Detroit student continues fight for right to literacy

Jamarria Hall used to take the city bus for 13 miles from his home on the west side of Detroit to Osborn High School on the east side. It was a long and tedious journey that took almost two hours. During this time, he would reflect on the state of his hometown while passing through dilapidated houses and closed buildings.

Hall describes his experience at Osborn High School, one of Detroit’s lowest-performing schools, as a “waste of time.” The school had poor conditions, unqualified teachers, and a lack of textbooks. He remembers seeing rodents in the classrooms and having to teach the class himself when teachers were absent.

At the age of 16, Hall became the lead student plaintiff in a class action lawsuit against the state of Michigan, known as Gary B. v. Snyder. The lawsuit claimed that the state had failed to provide Detroit students with a basic reading education. The lawsuit resulted in a settlement in 2020, which included $94 million in state funds for the Detroit Public Schools Community District to support literacy interventions.
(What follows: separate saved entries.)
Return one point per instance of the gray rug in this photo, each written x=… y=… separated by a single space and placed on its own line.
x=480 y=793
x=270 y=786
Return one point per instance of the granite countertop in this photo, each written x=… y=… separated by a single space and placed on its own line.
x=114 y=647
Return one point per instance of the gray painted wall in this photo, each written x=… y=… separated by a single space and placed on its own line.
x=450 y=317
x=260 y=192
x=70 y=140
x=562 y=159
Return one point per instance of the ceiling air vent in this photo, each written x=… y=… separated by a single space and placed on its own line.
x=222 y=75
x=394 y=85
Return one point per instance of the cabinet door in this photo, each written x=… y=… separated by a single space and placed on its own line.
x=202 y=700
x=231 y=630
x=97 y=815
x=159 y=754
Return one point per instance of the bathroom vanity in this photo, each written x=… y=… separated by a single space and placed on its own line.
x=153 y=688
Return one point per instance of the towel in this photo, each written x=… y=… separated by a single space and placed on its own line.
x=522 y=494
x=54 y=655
After years of delays, the settlement money is finally being allocated to the school aid budget and will be used to address the low reading scores among Detroit students. Two education task forces have been created to determine how the funds should be spent.
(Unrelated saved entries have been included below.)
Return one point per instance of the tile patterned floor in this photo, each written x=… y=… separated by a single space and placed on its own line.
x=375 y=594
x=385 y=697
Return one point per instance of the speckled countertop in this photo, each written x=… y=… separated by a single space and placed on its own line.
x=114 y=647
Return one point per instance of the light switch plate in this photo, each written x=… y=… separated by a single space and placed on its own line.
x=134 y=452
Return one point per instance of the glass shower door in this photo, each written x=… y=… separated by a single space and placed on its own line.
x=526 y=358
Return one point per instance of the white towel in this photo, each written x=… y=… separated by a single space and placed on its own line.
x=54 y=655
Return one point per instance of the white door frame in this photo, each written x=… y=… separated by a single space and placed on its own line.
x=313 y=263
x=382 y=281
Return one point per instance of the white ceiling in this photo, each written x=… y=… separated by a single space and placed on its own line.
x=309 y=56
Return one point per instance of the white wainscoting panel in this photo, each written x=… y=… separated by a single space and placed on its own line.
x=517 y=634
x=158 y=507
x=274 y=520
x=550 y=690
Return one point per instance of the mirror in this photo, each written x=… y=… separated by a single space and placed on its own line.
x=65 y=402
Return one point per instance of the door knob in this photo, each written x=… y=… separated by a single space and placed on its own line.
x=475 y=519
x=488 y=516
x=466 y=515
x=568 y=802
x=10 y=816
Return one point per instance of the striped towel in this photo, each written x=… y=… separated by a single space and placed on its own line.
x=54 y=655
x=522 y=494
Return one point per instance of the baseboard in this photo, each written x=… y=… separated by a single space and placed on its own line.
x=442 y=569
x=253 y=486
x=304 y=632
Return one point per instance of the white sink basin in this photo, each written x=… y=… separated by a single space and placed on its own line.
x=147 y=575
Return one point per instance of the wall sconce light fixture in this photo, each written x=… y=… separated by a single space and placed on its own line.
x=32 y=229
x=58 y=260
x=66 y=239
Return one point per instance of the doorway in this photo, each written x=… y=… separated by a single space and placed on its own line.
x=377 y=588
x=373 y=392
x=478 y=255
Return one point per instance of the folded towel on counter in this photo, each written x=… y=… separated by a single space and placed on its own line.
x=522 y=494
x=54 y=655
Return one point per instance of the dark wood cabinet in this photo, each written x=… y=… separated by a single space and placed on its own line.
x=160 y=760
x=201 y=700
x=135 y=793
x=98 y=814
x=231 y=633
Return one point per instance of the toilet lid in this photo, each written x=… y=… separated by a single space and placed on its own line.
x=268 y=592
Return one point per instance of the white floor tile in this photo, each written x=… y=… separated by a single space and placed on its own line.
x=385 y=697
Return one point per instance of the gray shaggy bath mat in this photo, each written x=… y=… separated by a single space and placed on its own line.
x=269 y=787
Despite his involvement in the lawsuit, Hall remains connected to the cause of improving education in Detroit. He is now a public speaker and social entrepreneur focusing on education activism. He believes that education needs to change and that students should have a say in how the settlement money is used.
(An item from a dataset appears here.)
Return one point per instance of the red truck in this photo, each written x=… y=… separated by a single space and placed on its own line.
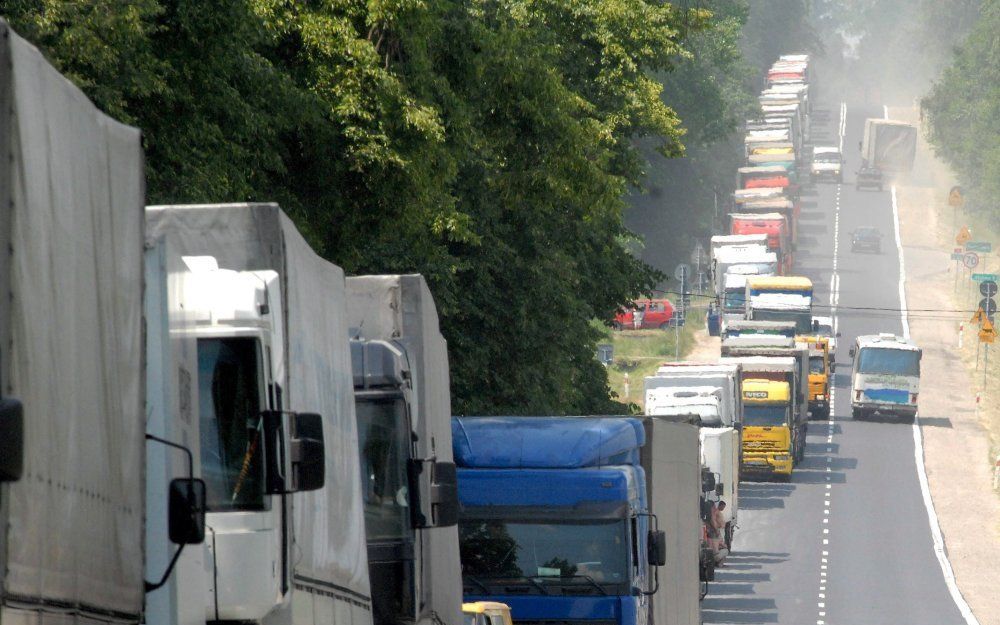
x=774 y=225
x=647 y=314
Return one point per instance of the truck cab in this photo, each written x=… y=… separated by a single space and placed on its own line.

Hall emphasizes the importance of providing students with a quality education and the impact it can have on their future. He believes that culturally relevant curriculums and engaging teaching methods can make a difference in improving reading proficiency.

Hall’s message to the next generation of student activists is that they already have the power to make a change. He encourages young people to be proactive and to use their knowledge and skills to make a positive impact on society.